May
29
ACTUALITE DE LA Q.P.C. : LES SERIEUX COMPARES DU DEPUTE ET DE LA Q.P.C.

Comme il est  bien difficile de faire passer les Q.P.C., surtout devant les juridictions  du ressort de la Cour d’appel (judiciaire) d’Aix en Provence. L’hostilité est de principe. Et ca dure.

Alors, à l’occasion d’un contentieux en cours,  je viens de finir de mettre la main à une  Q.P.C. particulière, avec un petit coup de pate à la fin. Vous allez voir.

Le débat  y est de savoir si les ordres des avocats,  ici celui de Marseille,  existent en droit.

La réponse est non.

Les barreaux existent, par la loi, mais pas les ordres des avocats, qui n’ont  eux ni statut, ni statuts. Ni au singulier ni au pluriel.

A la différence des médecins, des notaires, des sages femmes, des experts-comptables, etc . qui bénéficient  eux de textes fondateurs  d’ordres professionnels. Nous, non.

Alors la Q.P.C. est posée,  quant à savoir si la pratique reconnue par la jurisprudence (parait-il)  peut être source de droit,  si on considère qu’elle fait la confusion entre barreau  (lui prévu par la loi) et ordre (non prévu). C’est difficile à comprendre pour la plupart des avocats et des magistrats, mais zut à la fin, quelques uns ont bien le droit d’avoir quelques connaissances en droit public et de les revendiquer. J’en suis.

Alors surtout que désormais, le Conseil constitutionnel admet qu’on l’interroge sur la constitutionnalité de l’application jurisprudentielle par exemple, sa  décision du 16 septembre 2016 (2016-563 Q.P.C.) sur interrogation de la Cour de cassation.

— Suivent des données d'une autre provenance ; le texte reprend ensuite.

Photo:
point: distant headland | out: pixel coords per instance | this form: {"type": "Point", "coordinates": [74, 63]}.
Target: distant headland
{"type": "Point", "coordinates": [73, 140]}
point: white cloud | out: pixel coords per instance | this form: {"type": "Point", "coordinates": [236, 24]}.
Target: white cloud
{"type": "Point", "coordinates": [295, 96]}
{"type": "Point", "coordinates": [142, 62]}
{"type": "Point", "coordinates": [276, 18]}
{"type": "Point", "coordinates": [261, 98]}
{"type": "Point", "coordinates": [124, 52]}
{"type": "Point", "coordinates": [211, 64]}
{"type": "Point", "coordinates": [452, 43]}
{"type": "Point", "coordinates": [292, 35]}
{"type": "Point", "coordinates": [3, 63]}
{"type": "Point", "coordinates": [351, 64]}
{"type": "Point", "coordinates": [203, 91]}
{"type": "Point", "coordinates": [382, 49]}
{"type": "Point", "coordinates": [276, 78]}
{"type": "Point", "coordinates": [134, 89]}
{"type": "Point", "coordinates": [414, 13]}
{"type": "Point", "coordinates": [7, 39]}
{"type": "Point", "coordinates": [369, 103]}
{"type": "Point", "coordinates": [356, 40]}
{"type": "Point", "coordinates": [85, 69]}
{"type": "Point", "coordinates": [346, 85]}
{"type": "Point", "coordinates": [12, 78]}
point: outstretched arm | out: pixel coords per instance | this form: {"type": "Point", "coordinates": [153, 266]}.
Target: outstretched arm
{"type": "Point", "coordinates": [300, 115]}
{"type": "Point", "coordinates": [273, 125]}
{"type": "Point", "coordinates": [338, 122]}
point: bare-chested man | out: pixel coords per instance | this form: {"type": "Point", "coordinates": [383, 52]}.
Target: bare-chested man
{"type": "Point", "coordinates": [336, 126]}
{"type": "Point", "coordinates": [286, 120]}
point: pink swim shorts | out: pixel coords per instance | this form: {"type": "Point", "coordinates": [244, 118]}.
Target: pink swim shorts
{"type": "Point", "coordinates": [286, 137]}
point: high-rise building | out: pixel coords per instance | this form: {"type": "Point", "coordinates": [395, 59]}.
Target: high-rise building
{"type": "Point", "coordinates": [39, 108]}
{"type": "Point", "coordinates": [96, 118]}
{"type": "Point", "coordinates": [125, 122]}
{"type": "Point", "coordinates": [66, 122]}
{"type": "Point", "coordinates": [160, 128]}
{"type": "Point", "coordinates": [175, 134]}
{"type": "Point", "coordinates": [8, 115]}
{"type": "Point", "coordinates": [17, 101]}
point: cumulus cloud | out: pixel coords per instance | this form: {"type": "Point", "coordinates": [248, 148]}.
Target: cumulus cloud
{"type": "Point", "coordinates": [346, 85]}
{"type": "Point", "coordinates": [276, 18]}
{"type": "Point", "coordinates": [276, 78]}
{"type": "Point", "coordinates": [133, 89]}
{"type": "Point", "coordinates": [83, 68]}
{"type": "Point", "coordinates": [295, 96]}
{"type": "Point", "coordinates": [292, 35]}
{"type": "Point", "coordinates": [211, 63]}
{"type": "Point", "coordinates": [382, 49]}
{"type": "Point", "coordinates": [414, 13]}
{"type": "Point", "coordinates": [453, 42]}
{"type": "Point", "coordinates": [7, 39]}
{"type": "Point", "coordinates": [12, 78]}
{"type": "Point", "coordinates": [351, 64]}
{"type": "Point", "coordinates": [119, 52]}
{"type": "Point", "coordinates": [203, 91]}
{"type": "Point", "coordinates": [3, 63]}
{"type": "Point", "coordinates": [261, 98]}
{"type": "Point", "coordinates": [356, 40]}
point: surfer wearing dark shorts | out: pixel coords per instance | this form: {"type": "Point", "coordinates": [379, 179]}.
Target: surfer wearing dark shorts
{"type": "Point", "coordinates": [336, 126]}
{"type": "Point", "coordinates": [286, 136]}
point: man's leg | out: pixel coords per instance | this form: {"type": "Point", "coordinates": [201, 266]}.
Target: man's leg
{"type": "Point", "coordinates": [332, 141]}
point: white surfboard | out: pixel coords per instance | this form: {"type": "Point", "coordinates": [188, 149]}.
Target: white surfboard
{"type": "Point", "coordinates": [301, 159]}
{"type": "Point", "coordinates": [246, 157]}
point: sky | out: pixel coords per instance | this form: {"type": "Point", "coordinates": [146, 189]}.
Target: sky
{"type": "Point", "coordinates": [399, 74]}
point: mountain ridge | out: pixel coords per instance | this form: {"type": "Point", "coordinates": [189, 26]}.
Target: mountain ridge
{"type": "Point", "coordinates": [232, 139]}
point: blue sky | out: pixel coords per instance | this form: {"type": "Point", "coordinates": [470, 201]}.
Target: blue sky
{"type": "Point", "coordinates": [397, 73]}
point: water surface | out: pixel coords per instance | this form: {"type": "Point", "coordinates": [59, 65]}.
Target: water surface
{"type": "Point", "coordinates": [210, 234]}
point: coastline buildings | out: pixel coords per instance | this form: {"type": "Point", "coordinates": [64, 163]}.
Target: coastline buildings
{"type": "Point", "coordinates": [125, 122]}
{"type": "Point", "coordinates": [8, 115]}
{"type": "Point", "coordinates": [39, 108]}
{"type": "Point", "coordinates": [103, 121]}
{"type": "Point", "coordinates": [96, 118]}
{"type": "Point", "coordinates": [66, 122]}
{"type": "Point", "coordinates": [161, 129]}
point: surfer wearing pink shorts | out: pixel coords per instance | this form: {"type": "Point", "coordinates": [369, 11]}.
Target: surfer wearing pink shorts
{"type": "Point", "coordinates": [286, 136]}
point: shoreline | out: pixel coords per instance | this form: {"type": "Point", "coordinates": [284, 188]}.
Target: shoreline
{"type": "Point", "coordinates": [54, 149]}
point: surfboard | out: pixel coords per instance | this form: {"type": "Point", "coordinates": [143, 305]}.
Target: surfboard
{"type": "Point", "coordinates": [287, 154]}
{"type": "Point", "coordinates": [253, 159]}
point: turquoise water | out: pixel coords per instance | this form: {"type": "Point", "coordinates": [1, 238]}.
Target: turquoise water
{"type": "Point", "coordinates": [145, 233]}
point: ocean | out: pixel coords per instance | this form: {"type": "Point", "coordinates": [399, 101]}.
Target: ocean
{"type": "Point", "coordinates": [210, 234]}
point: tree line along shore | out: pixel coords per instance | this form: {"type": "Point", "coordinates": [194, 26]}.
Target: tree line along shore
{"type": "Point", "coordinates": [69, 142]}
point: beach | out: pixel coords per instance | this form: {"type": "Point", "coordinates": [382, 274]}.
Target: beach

Or, ma Q.P.C. recouvre pratiquement à l’identique la question écrite posée à l’Assemblée nationale,   en janvier dernier,  à la garde des sceaux, ministre de la justice, par un député (ami) Gilbert COLLARD.

Qui n’a pas reçu de réponse depuis plus de quatre mois, bientôt cinq. On suppose que la chancellerie est bien embarrassée. C’est bien fait pour elle.

Je crains  que ma Q.P.C. soit rejetée comme manquant de sérieux. Comme ils disent d’habitude.

Là, j’attends tout le monde au tournant.

Quoi, un juge pourrait écrire qu’un député,  accessoirement avocat, élu du peuple souverain, par ailleurs membre de la commission des lois de l’Assemblée nationale, ne poserait pas de questions sérieuses au ministre, au point que celle-ci ne sait d’ailleurs pas comment y répondre.

Il faudrait alors envisager des poursuites,  je ne sais pas lesquelles,  contre cette inadmissible atteinte à la considération due à la représentation nationale.

Alors surtout qu’il faut savoir que le bureau de l’Assemblée nationale surveille de très près la bonne qualité des questions écrites et qu’il a bien raison de le faire.